August and September are the most in-demand months, due to the weather and also the festival, and prices reflect that. In June and July, you can avoid the crowds, but also the bad weather, which can be a tad chilly in winter, to say the least.
Our picks in the city
Edinburgh Fringe Festival
The world’s largest arts festival lasts 25 days in August, and in 2017 put on over 50,000 in just over 3 weeks. The festival totally takes over the city during these days, and takes over the party, pub and club scene at night. Comedy, drama, music, cabaret, and performance of any kind, all in quantities (and quality) you’ve never seen before.
This insane fortress sits atop a huge rock, and has done so since 1100AD. Its incredible history of betrayal, blood, and kilts can’t be done justice in this blurb. But the view alone should be enough to persuade the intrepid traveler.
This refreshing 263-acre patch of green in a city of stone is where the Kings of old would come hunting. Climb up to Arthur’s Seat, Edinburgh’s highest point at 251m to really get a look at what a unique city it is.
Our picks around the city
It’s a 4 hour bus ride there, but good things come to those who wait. It’s quite serenity at the water’s edge and sights to behold as far as the eye can see. Photos of the Loch Ness Monster are not guaranteed (he’s notoriously camera shy).

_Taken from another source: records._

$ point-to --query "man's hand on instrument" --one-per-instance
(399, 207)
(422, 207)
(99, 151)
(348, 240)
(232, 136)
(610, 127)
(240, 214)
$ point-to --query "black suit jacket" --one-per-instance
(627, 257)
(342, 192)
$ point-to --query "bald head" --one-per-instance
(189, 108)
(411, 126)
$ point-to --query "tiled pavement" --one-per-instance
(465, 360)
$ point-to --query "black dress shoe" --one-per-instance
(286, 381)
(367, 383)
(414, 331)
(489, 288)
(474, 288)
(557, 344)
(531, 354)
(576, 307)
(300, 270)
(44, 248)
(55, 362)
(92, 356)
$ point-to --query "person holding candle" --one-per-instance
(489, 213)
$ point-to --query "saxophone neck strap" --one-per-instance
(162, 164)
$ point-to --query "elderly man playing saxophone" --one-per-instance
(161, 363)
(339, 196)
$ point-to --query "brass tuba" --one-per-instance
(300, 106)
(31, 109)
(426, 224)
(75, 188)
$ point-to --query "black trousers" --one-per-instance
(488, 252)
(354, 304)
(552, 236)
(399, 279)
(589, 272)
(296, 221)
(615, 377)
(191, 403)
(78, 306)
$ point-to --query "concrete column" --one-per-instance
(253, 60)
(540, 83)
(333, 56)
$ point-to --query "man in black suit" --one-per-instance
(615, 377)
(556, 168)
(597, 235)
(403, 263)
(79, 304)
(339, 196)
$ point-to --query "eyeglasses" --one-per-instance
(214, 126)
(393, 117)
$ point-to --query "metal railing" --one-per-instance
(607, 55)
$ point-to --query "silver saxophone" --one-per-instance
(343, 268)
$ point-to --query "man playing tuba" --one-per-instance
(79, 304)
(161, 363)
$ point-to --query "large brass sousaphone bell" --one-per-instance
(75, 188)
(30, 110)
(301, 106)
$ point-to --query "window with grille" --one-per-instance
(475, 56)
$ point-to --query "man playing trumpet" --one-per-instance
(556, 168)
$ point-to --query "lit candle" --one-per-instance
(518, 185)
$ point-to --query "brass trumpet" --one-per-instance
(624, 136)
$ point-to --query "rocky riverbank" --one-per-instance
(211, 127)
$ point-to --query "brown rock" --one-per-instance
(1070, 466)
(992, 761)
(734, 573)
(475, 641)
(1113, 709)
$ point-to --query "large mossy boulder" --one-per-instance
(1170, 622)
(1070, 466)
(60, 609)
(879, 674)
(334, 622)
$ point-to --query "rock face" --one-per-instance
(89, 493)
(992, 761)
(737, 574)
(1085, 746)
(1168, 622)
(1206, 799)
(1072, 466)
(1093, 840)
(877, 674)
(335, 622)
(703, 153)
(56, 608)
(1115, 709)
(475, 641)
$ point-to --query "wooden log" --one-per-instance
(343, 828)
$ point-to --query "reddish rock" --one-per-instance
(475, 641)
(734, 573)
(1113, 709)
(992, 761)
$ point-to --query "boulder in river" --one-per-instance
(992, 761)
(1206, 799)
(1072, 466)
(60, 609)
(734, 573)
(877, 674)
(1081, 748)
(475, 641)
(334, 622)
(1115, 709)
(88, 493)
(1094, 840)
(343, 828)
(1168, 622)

Scotland’s most beautiful church has grown in popularity in recent years since it was featured as a setting in Dan Brown’s The Da Vinci Code. It’s been standing for about 600 years. In the vaults below are said to contain artefacts such as the Holy Grail, the head of John the Baptist, or even Jesus Christ’s resting place.
Dalkeith Country Park
Not far outside of the city you’ll find this lovely old house and its glorious 400-hectare oak woodland estate, freshly renovated thanks to a recent £7m investment. Featuring Scotland’s biggest outdoor adventure playground, this is one for kids both big and small.